With your education covered, and especially the necessary local knowledge amending your general education, you’d then have to be aware of your environment. That ties back to the upper part of this writeup. With probes and annotions from Spans covering Experiment gateways, you will have to access the data collected in your event logging system, your observability pipeline to understand the state and health of your system.

And it is that exact state, and the detailed data that will tell you the story.

Aggregations are important, they point you into a general direction. But it is the raw data that contains the evidence you need. It is the ability to slice and dice the raw data along arbitrary dimensions at will that will allow you to make the precise cut which isolates the buggy cases from the non-buggy behavior. It will allow you to look at the precise delta in exposed state of your distributed system of dependencies that causes the abnormal behavior.

Logs and metrics are good, essential for checks and alerts, to handle known cases and navigate known waters safely. Events, and the ability to search, sort, aggregate and correlate on events at will, are what enable you to see and debug a distributed and developing production system. Experiments, separation of rollout and activation, with integrated Probes in Spans, allow you to collect this data, and to act, by disabling code that introduces undesireable behavior.

The rollout is likely to be safe, because any new code you roll out is never executed in production. Unless you turn activate it.
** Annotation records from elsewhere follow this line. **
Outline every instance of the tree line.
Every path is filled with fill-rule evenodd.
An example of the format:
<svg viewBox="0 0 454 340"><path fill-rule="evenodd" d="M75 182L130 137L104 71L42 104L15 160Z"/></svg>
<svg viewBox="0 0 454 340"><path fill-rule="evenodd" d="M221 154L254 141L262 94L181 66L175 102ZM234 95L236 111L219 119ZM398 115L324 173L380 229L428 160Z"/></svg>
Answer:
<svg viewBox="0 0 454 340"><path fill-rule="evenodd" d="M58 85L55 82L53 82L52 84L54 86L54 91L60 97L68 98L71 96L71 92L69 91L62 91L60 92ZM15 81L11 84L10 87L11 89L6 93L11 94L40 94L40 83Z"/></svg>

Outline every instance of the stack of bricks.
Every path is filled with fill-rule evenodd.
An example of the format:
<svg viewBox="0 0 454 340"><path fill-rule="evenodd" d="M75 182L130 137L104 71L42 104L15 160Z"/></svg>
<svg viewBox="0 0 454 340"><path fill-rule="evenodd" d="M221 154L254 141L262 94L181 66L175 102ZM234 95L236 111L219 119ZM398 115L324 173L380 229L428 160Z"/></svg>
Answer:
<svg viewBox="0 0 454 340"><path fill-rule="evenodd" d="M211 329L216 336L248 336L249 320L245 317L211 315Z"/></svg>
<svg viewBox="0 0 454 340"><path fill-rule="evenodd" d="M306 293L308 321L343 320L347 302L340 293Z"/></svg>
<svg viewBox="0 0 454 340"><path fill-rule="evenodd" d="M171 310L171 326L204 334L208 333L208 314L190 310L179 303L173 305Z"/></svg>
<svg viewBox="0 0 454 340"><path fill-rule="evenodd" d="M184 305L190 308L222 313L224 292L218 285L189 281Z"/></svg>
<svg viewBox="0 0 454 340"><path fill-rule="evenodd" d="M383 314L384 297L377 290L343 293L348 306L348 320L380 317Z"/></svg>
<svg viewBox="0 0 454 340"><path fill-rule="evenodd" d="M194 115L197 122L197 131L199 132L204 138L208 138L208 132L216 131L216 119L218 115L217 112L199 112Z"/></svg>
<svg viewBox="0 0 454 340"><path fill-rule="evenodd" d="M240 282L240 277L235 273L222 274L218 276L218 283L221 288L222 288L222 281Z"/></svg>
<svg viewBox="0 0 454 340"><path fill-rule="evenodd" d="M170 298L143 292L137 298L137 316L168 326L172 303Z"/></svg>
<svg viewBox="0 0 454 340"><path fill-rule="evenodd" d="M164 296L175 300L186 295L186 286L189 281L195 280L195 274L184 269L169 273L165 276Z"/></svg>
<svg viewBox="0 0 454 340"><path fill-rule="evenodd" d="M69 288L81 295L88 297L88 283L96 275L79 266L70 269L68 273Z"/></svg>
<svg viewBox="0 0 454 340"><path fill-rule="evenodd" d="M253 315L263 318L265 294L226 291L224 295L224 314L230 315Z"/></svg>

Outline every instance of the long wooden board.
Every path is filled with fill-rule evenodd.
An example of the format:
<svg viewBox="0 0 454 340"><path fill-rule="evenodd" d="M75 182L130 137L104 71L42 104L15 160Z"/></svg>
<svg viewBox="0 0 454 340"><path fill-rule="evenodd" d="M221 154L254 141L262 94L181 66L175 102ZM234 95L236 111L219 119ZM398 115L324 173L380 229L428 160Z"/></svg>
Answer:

In the end you will find that it is not the rollout sparklines in your graphs that matter, it’s the config change sparklines that need watching. You can turn on things for yourself, for a subset of the population, or, if you have gradually built confidence, full on.

Full on (or full off and writing the change off as worthless, in 19 of 20 cases) is a precondition then for cleaning up: Removing either the Experiment tooling around one new codepath, removing the old codepath completely, or the other way around.

Leaving experimentation instrumentation in the code, but having things full on (or off) is a very easy and visible way to assess technical debt. So even after the experiment has come to a conclusion one way or the other, the experiment framework is useful as a way to demarcate in some way or the other technical debt in source files.

And finally, empowerment. Empowerment is giving developers the power to make decisions, and at the same time demanding from them that they make them. You can do that only in a safe environment, and in a blame-free culture where this comes from the top. Hence the importance of Kees eating in the Canteen and asking the questions as told above. Hence, too, the importance of the error budget, and exposing it to all people that roll out.